Josephine Tey: Brat Farrar (1949). A missing heir to the fortune of an English horse-breeding family is impersonated by a young man who closely resembles him. From the author of The Daughter of Time.

Peter Lovesey: The False Inspector Dew (1982). A woman conspires with a dentist to kill his wife, Lydia, by posing as Lydia on board the Mauretania. A man has booked passage under the name of Walter Dew, the famous Scotland Yard inspector who arrested Crippen for his murders, so when Lydia's body is fished out of the water, the Mauretania's captain asks "Inspector Dew" to investigate.

Ethel Lina White: The Wheel Spins (1936). Alfred Hitchcock based his movie The Lady Vanishes on this novel about a rich and spoiled young woman who insists that an elderly passenger has disappeared from the train. Others say there was no such passenger.

Graham Greene: The Third Man (1950). Harry Lime dies in an accident shortly before his friend Rollo Martins arrives in Vienna to visit him. Martins then searches for a missing witness to the accident. Greene wrote the screenplay for the famed film of The Third Man before writing the book. Martins's first name in the movie is Holly, not Rollo. The story is that the name was Rollo Martins in Greene's screenplay, but Joseph Cotten, who played the part, disliked the name Rollo. When Greene wrote the book, he kept the name he'd originally chosen. (Take that, you actor you!)

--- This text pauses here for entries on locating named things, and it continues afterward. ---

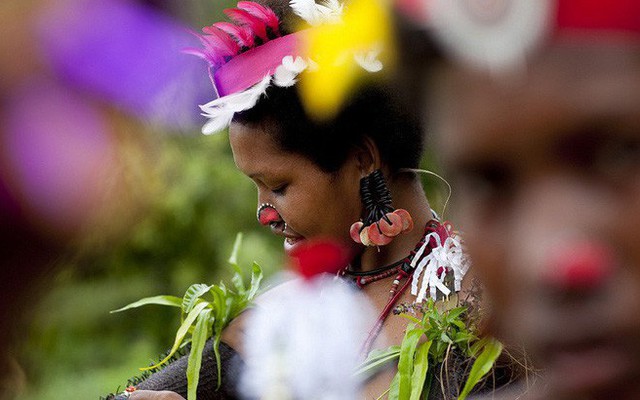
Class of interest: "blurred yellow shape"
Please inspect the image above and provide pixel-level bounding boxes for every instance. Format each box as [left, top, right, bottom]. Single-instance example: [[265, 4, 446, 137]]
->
[[299, 0, 394, 120]]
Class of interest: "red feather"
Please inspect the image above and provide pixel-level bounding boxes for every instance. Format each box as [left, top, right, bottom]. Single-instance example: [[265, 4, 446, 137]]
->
[[201, 26, 240, 57], [224, 8, 268, 42], [213, 21, 255, 48], [238, 1, 280, 36]]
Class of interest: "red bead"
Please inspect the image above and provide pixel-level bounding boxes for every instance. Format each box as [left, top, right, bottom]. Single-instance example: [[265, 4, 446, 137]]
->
[[379, 213, 402, 237], [393, 208, 413, 232], [258, 206, 281, 225], [365, 224, 393, 246], [545, 242, 614, 290], [349, 221, 364, 244]]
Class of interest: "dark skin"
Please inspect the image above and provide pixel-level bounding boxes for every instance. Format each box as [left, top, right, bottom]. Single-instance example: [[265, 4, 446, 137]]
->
[[437, 41, 640, 399]]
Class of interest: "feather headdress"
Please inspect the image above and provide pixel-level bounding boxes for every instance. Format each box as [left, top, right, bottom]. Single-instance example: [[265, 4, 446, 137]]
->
[[192, 0, 382, 134]]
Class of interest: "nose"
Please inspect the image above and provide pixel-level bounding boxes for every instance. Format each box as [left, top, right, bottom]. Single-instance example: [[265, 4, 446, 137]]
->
[[541, 240, 614, 292], [505, 178, 615, 292], [256, 203, 287, 234]]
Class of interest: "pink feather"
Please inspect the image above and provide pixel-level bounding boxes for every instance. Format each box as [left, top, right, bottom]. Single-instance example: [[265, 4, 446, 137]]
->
[[237, 1, 280, 36], [224, 8, 268, 42], [213, 21, 255, 48], [200, 25, 240, 57]]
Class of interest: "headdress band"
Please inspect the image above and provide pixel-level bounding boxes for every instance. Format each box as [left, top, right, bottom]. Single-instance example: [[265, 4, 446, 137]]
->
[[213, 31, 304, 97], [556, 0, 640, 33]]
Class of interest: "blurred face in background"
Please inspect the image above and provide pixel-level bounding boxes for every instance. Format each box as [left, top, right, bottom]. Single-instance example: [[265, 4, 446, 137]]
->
[[438, 41, 640, 399]]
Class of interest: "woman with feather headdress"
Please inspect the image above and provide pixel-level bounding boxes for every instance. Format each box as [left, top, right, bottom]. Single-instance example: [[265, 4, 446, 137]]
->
[[109, 0, 504, 399]]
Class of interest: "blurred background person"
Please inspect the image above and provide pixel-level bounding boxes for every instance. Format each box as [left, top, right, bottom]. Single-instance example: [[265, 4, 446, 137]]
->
[[408, 0, 640, 400]]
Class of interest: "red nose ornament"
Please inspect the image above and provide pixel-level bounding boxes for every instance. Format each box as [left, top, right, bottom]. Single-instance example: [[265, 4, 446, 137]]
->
[[545, 242, 614, 291], [290, 240, 351, 280], [257, 203, 282, 226]]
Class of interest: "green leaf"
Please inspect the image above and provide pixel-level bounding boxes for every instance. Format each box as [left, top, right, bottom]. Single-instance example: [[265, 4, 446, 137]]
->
[[140, 302, 209, 371], [397, 325, 424, 400], [111, 296, 182, 314], [187, 309, 211, 400], [378, 374, 400, 400], [458, 339, 502, 400], [354, 346, 400, 375], [410, 340, 433, 400], [247, 262, 263, 300], [447, 307, 467, 321], [182, 283, 211, 314], [229, 232, 242, 268]]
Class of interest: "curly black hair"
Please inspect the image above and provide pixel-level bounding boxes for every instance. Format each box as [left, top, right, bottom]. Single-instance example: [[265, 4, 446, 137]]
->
[[233, 0, 424, 173]]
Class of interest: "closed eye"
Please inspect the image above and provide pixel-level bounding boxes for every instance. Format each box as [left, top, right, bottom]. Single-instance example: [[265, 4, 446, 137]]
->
[[271, 184, 289, 196]]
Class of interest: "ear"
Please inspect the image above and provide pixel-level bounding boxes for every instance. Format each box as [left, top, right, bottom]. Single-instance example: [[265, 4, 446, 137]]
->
[[356, 136, 382, 176]]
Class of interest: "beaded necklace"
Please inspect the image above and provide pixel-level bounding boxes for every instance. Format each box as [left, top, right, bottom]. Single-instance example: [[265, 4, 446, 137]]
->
[[338, 219, 441, 357]]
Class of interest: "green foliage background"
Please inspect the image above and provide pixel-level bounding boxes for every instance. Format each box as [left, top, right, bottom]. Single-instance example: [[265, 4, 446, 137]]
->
[[21, 134, 282, 400]]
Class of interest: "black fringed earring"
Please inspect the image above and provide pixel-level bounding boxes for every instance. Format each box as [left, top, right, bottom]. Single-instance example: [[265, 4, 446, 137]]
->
[[350, 169, 413, 246]]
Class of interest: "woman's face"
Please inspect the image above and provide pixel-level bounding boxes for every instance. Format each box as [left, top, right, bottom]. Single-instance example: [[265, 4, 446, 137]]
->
[[439, 45, 640, 399], [229, 123, 362, 253]]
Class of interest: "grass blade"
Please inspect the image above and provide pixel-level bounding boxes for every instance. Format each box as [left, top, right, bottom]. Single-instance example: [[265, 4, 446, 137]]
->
[[187, 310, 211, 400], [110, 296, 182, 314]]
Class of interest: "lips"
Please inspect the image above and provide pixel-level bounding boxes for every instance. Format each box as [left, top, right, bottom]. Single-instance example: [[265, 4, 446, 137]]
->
[[545, 339, 633, 396], [284, 236, 304, 254]]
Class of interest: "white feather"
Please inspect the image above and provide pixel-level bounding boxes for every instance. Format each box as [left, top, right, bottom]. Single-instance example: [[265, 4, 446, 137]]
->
[[241, 276, 375, 400], [289, 0, 343, 26], [200, 75, 271, 135], [289, 0, 320, 26], [411, 232, 470, 303], [273, 56, 308, 87]]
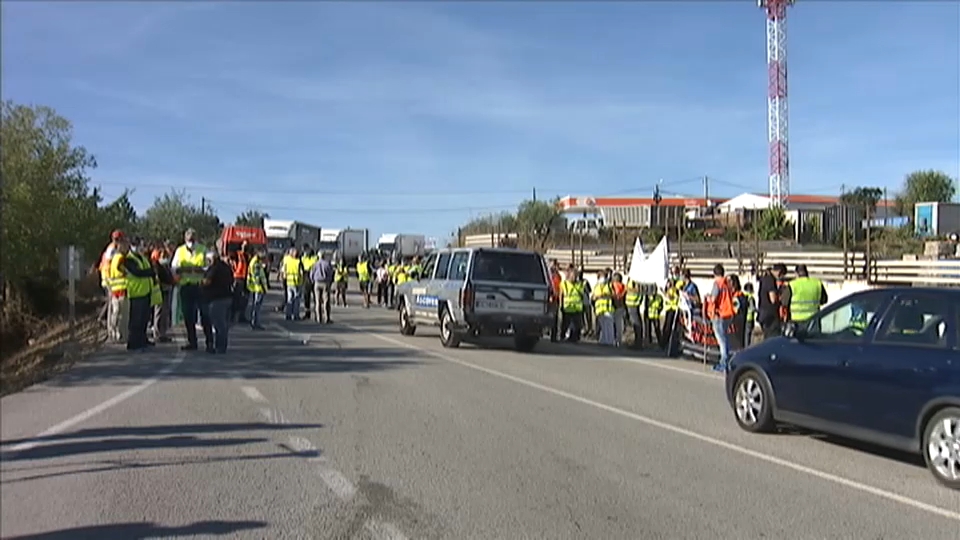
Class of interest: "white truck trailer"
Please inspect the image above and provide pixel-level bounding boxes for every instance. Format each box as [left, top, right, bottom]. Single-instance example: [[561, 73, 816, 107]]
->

Margaret Millar: Beyond this Point Are Monsters (1970). Robert Osborne's childhood bedroom door wore a sign reading "Beyond this point are monsters." One evening after dinner, the grown-up Osborne goes outside the mess hall of his ranch to find his dog and doesn't come back.

Colin Dexter: Service of All the Dead (1979). A church warden is killed in the vestry, and Inspector Morse investigates this and other evil in the congregation.

Dan Chaon: Await Your Reply (2009). Miles Cheshire is haunted by the disappearance of his troubled twin brother Hayden, who has been missing for 10 years.

Raymond Chandler: The Big Sleep (1939). Private eye extraordinaire Philip Marlow is hired to search for a millionaire's missing son-in-law.

Samuel W. Taylor: The Man with My Face (1948). Chick Graham returns home from the office to find that his wife and dog refuse to recognize him and that his double insists that he is the real Chick Graham.

Edmund Crispin: The Moving Toyshop (1946). A man discovers a corpse in a toyshop and is hit on the head. When he returns with the police, the toyshop is gone.

Herbert Brean: Wilders Walk Away (1948). A New England family has a tradition of disappearing.

Jonathan Latimer: The Lady in the Morgue (1936). Bill Crane and his drinking buddies star in this classic madcap novel about corpse-napping, grave robbing, and the otherwise missing.

John le Carré: Tinker, Tailor, Soldier, Spy (1974). In the third George Smiley book, Smiley must identify a mole in the British Secret Service.

Patricia Highsmith: The Talented Mr. Ripley (1955). Herbert Greenleaf wants his son Dickie to come home from Italy, so he asks Tom Ripley to find him. This is a very bad mistake.

Wilkie Collins: The Woman in White (1860). A gothic classic that routinely makes best mysteries lists, it involves a plot to defraud an heiress.

Harlan Coben: Tell No One (2001). David and Elizabeth Beck, a young married couple, return to the site of their first kiss at age 12. Elizabeth is kidnapped and murdered; David is beaten and left for dead. Eight years later, an email message to David could only come from Elizabeth.

The use of disappearance, impersonation, mistaken identity, doubles, and doppelgängers has created some great books of crime fiction. Don't miss them.


  1. Well that's all I need; even MORE books to add to my list.

  2. Sister, we need an update on your shelves of books waiting to be read.